Roberto De Zerbi said after the 2-2 draw against Brighton, which featured an outstanding goal from Xavi Simons, that he believes his team can win all five of their remaining fixtures. Realistically, two wins and a couple of draws are likely to be more than enough, but that’s still a tall order for a team that has been struggling for form and confidence for so long.
The good news for Spurs fans is that there has been an improvement in performance levels since De Zerbi took over, even if that has only translated to one point from the matches against Sunderland and Brighton. Encouragement can also be taken from the way that Simons showed against Brighton that he can produce moments that change matches.
The bad news is that their fate is out of their hands and that the teams around them won on the weekend. The sight of West Ham doing the same at Palace would crank up the pressure on Spurs, who simply have to get three points at Wolves to give themselves the shot in the arm their season so badly needs.
Has Farke proved a few of us wrong?
Farke is a Championship specialist but not a Premier League manager — that was the narrative at the start of the season, and it was the narrative long before that.
His record in the Premier League with Norwich City was 49 games, six wins, eight draws and 35 losses (0.53 points per game), leading to one relegation, in the 2019-20 season, and a sacking 11 matches into the 2021-22 campaign. In fact, there were even doubts about whether Farke would be kept on after winning promotion with Leeds.
A short and not particularly sweet stint in the top flight with Leeds was on the cards, all the more so when the crowd turned on him in November. After losing 2-1 at home against Aston Villa, in what was a fourth defeat in five matches, a section of Leeds fans chanted: “You don’t know what you’re doing.”
“It’s not very enjoyable at the moment, we’re getting a lot of stick,” Farke told reporters after the Villa game. “But I don’t need to hide. I was aware of how passionate this club is from the first day here. If you can’t handle the heat, don’t become manager of Leeds United. I never expected this season to be an easy ride.”
Cue a turnaround that few could have imagined, aided by a tactical change to the formation that suggests Farke knows what he’s doing after all.
Leeds have lost only four of their 20 Premier League matches since the start of December, picking up 28 points in the process. In a league where it’s notoriously easy for promoted teams to get into a cycle of losing, Leeds have been remarkably difficult to beat.

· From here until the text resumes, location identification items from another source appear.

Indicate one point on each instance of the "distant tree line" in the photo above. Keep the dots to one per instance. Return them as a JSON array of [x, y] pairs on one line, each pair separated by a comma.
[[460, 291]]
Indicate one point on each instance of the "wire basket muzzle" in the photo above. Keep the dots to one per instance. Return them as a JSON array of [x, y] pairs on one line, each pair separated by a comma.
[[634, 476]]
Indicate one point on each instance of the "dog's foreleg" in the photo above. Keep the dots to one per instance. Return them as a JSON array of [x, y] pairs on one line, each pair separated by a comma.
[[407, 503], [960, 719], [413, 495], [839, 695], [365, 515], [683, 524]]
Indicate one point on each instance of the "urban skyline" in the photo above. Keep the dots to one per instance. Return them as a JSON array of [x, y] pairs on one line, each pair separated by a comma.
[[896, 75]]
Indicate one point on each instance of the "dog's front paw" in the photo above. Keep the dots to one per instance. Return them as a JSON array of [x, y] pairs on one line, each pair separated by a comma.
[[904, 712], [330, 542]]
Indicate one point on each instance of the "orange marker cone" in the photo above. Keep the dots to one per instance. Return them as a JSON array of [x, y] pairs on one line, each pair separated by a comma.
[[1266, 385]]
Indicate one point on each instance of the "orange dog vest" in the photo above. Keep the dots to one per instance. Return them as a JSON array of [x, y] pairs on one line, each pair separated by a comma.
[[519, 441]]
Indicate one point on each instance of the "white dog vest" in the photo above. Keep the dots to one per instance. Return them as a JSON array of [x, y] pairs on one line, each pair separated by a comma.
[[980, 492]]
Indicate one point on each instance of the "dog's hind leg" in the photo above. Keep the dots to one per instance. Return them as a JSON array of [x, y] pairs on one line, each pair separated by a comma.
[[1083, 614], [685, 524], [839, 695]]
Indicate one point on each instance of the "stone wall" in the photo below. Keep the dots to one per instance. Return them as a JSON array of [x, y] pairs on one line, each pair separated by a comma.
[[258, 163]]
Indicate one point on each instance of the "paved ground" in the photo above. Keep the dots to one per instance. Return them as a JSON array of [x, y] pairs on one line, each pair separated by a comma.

Saturday’s win over Wolves completed the best week of the season for Leeds and Farke. A 2-1 triumph against Manchester United — Leeds’ first victory at Old Trafford since 1981 — was followed by a 3-0 victory over Wolves five days later.
With 39 points on the board, Leeds are within touching distance of survival. They also have an FA Cup semi-final at home against Chelsea to look forward to on Sunday. Not bad for a manager who was written off by plenty of us before a ball had been kicked.